AW: [PATCH] drm/scheduler: Fix drm_sched_entity_set_priority()

Mon Jul 22 08:12:43 UTC 2024

[AMD Official Use Only - AMD Internal Distribution Only]

Sorry if I mangled the reply. AMDs mail servers seem to have a hickup this morning and I have to use OWA.

________________________________________
Von: Matthew Brost <matthew.brost at intel.com>
Gesendet: Freitag, 19. Juli 2024 19:39
An: Christian König
Cc: Tvrtko Ursulin; dri-devel at lists.freedesktop.org; kernel-dev at igalia.com; Tvrtko Ursulin; Koenig, Christian; Deucher, Alexander; Luben Tuikov; Daniel Vetter; amd-gfx at lists.freedesktop.org; stable at vger.kernel.org
Betreff: Re: [PATCH] drm/scheduler: Fix drm_sched_entity_set_priority()

On Fri, Jul 19, 2024 at 05:18:05PM +0200, Christian König wrote:
> Am 19.07.24 um 15:02 schrieb Christian König:
> > Am 19.07.24 um 11:47 schrieb Tvrtko Ursulin:
> > > From: Tvrtko Ursulin <tvrtko.ursulin at igalia.com>
> > >
> > > Long time ago in commit b3ac17667f11 ("drm/scheduler: rework entity
> > > creation") a change was made which prevented priority changes for
> > > entities
> > > with only one assigned scheduler.
> > >
> > > The commit reduced drm_sched_entity_set_priority() to simply update the
> > > entities priority, but the run queue selection logic in
> > > drm_sched_entity_select_rq() was never able to actually change the
> > > originally assigned run queue.
> > >
> > > In practice that only affected amdgpu, being the only driver which
> > > can do
> > > dynamic priority changes.

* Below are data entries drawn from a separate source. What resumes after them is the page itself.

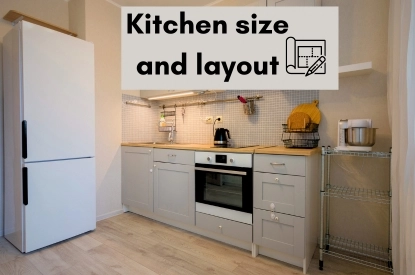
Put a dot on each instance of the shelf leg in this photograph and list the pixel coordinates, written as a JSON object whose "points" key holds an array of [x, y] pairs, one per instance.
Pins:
{"points": [[328, 204], [322, 188], [254, 250]]}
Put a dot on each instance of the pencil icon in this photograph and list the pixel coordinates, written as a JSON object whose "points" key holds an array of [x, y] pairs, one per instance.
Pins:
{"points": [[313, 68]]}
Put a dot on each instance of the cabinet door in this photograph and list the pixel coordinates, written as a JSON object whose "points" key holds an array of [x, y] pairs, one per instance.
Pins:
{"points": [[137, 177], [286, 193], [282, 233], [174, 191], [237, 230], [293, 3]]}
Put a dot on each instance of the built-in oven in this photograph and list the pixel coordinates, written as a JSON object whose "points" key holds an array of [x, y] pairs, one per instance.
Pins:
{"points": [[224, 185]]}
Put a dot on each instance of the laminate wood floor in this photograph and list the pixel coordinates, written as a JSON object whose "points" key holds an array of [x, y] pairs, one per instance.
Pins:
{"points": [[132, 244]]}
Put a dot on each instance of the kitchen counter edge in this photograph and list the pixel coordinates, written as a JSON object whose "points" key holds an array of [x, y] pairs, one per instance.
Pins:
{"points": [[270, 150]]}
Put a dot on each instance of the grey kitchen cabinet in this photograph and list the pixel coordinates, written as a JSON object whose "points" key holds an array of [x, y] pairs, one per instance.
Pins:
{"points": [[280, 232], [281, 3], [174, 187], [233, 229], [286, 207], [281, 193], [137, 177]]}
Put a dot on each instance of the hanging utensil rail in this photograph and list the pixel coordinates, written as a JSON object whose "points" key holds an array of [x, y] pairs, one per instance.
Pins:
{"points": [[257, 97], [137, 104]]}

And that appears was attempted to be rectified
> > > there in 2316a86bde49 ("drm/amdgpu: change hw sched list on ctx priority
> > > override").
> > >
> > > A few unresolved problems however were that this only fixed
> > > drm_sched_entity_set_priority() *if* drm_sched_entity_modify_sched() was
> > > called first. That was not documented anywhere.
> > >
> > > Secondly, this only works if drm_sched_entity_modify_sched() is actually
> > > called, which in amdgpu's case today is true only for gfx and compute.
> > > Priority changes for other engines with only one scheduler assigned,
> > > such
> > > as jpeg and video decode will still not work.
> > >
> > > Note that this was also noticed in 981b04d96856 ("drm/sched: improve
> > > docs
> > > around drm_sched_entity").
> > >
> > > Completely different set of non-obvious confusion was that whereas
> > > drm_sched_entity_init() was not keeping the passed in list of schedulers
> > > (courtesy of 8c23056bdc7a ("drm/scheduler: do not keep a copy of sched
> > > list")), drm_sched_entity_modify_sched() was disagreeing with that and
> > > would simply assign the single item list.
> > >
> > > That incosistency appears to be semi-silently fixed in ac4eb83ab255
> > > ("drm/sched: select new rq even if there is only one v3").
> > >
> > > What was also not documented is why it was important to not keep the
> > > list of schedulers when there is only one. I suspect it could have
> > > something to do with the fact the passed in array is on stack for many
> > > callers with just one scheduler. With more than one scheduler amdgpu is
> > > the only caller, and there the container is not on the stack. Keeping a
> > > stack backed list in the entity would obviously be undefined behaviour
> > > *if* the list was kept.
> > >
> > > Amdgpu however did only stop passing in stack backed container for
> > > the more
> > > than one scheduler case in 977f7e1068be ("drm/amdgpu: allocate
> > > entities on
> > > demand"). Until then I suspect dereferencing freed stack from
> > > drm_sched_entity_select_rq() was still present.
> > >
> > > In order to untangle all that and fix priority changes this patch is
> > > bringing back the entity owned container for storing the passed in
> > > scheduler list.
> >
> > Please don't. That makes the mess just more horrible.
> >
> > The background of not keeping the array is to intentionally prevent the
> > priority override from working.
> >
> > The bug is rather that adding drm_sched_entity_modify_sched() messed
> > this up.
>
> To give more background: Amdgpu has two different ways of handling priority:
> 1. The priority in the DRM scheduler.
> 2. Different HW rings with different priorities.
>
> Your analysis is correct that drm_sched_entity_init() initially dropped the
> scheduler list to avoid using a stack allocated list, and that functionality
> is still used in amdgpu_ctx_init_entity() for example.
>
> Setting the scheduler priority was basically just a workaround because we
> didn't had the hw priorities at that time. Since that is no longer the case
> I suggest to just completely drop the drm_sched_entity_set_priority()
> function instead.
>

+1 on this idea of dropping drm_sched_entity_set_priority if it doesn't
really work and unused.

[CK]
The problem is it kind of works, but only because of coincident and not because of good engineering.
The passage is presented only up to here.